From 960a419792e1161fb7241e465b7349efe4a10137 Mon Sep 17 00:00:00 2001
From: Janis <janis.e.20@gmx.de>
Date: Thu, 14 May 2026 04:47:20 +0200
Subject: [PATCH] fix: force-delete hanging pods and remove failed instances
 from registry
MIME-Version: 1.0
Content-Type: text/plain; charset=UTF-8
Content-Transfer-Encoding: 8bit

When pod deletion fails, instances remained in registry with state=DEAD,
preventing scale-down since avgLoad calculation counted them. Now:

- Use gracePeriod(0) for immediate pod deletion instead of 30s wait
  (prevents cascade when nodes are down or pods stuck terminating)
- Remove instance from registry on deletion failure anyway
  (prevents dead instances from blocking scale-down via avgLoad)

This breaks the cycle: failed deletions → scaleUp → max replicas →
more failures → more stuck instances blocking recovery.
---
 .../de/nowchess/coordinator/service/HealthMonitor.scala    | 7 ++++---
 1 file changed, 4 insertions(+), 3 deletions(-)

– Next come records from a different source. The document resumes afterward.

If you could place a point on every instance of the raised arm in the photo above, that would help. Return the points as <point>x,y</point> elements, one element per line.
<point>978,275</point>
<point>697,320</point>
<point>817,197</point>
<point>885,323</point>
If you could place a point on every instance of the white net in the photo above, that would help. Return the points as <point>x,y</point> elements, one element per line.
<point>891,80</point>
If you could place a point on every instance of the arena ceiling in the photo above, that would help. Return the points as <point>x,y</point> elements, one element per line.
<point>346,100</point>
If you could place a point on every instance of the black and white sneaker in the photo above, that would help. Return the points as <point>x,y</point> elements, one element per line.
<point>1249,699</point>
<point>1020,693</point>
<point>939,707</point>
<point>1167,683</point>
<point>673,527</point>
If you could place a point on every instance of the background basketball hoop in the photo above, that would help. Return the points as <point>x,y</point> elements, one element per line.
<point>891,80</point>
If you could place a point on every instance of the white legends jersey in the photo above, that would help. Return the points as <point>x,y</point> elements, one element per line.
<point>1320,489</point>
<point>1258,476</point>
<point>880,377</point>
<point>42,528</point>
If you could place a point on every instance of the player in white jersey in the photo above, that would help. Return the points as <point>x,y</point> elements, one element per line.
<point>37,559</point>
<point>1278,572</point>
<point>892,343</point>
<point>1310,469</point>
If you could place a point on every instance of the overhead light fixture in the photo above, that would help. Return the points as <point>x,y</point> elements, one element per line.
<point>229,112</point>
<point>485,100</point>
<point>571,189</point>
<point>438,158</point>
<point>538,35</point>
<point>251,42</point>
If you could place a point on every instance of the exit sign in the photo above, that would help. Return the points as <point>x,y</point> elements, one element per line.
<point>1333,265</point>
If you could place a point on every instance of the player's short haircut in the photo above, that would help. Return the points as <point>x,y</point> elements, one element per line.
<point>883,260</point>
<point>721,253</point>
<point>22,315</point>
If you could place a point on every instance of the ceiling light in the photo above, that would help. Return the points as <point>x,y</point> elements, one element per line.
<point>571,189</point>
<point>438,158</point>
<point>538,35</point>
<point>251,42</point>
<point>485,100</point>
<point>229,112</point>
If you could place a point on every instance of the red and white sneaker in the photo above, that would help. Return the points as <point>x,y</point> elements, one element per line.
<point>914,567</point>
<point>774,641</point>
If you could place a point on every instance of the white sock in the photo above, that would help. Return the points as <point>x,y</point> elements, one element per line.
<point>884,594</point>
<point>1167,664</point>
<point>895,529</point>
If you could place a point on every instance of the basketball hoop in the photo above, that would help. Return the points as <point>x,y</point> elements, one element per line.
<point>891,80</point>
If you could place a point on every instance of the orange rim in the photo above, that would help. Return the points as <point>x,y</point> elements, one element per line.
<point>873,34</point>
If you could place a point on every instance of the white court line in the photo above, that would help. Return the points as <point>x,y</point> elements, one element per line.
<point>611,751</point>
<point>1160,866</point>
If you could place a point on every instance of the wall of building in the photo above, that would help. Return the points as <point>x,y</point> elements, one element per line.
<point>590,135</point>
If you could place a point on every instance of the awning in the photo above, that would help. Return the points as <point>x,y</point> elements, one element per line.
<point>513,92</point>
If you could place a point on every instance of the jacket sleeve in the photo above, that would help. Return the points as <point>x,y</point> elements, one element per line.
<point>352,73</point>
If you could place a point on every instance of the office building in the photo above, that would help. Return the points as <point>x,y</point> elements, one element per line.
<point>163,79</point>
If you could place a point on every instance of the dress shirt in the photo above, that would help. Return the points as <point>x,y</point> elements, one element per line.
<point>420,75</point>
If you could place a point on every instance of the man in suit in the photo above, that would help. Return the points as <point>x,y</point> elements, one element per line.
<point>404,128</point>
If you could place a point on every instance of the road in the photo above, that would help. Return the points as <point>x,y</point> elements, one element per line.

diff --git a/modules/coordinator/src/main/scala/de/nowchess/coordinator/service/HealthMonitor.scala b/modules/coordinator/src/main/scala/de/nowchess/coordinator/service/HealthMonitor.scala
index e4452b2..d288b0e 100644
--- a/modules/coordinator/src/main/scala/de/nowchess/coordinator/service/HealthMonitor.scala
+++ b/modules/coordinator/src/main/scala/de/nowchess/coordinator/service/HealthMonitor.scala
@@ -185,14 +185,15 @@ class HealthMonitor:
           pods.find(pod => pod.getMetadata.getName.contains(instanceId)) match
             case Some(pod) =>
               val podName = pod.getMetadata.getName
-              kube.pods().inNamespace(config.k8sNamespace).withName(podName).delete()
+              kube.pods().inNamespace(config.k8sNamespace).withName(podName).withGracePeriod(0L).delete()
               meterRegistry.counter("nowchess.coordinator.pods.deleted").increment()
-              log.infof("Deleted pod %s for dead instance %s", podName, instanceId)
+              log.infof("Force-deleted pod %s for dead instance %s", podName, instanceId)
             case None =>
               log.debugf("No pod found for instance %s, skipping deletion", instanceId)
         catch
           case ex: Exception =>
-            log.warnf(ex, "Failed to delete pod for instance %s", instanceId)
+            log.warnf(ex, "Failed to delete pod for instance %s — removing from registry to prevent blocking scale-down", instanceId)
+            instanceRegistry.removeInstance(instanceId)
 
   private def validateStartupInstances(timeoutMs: Long): Unit =
     Thread.sleep(timeoutMs)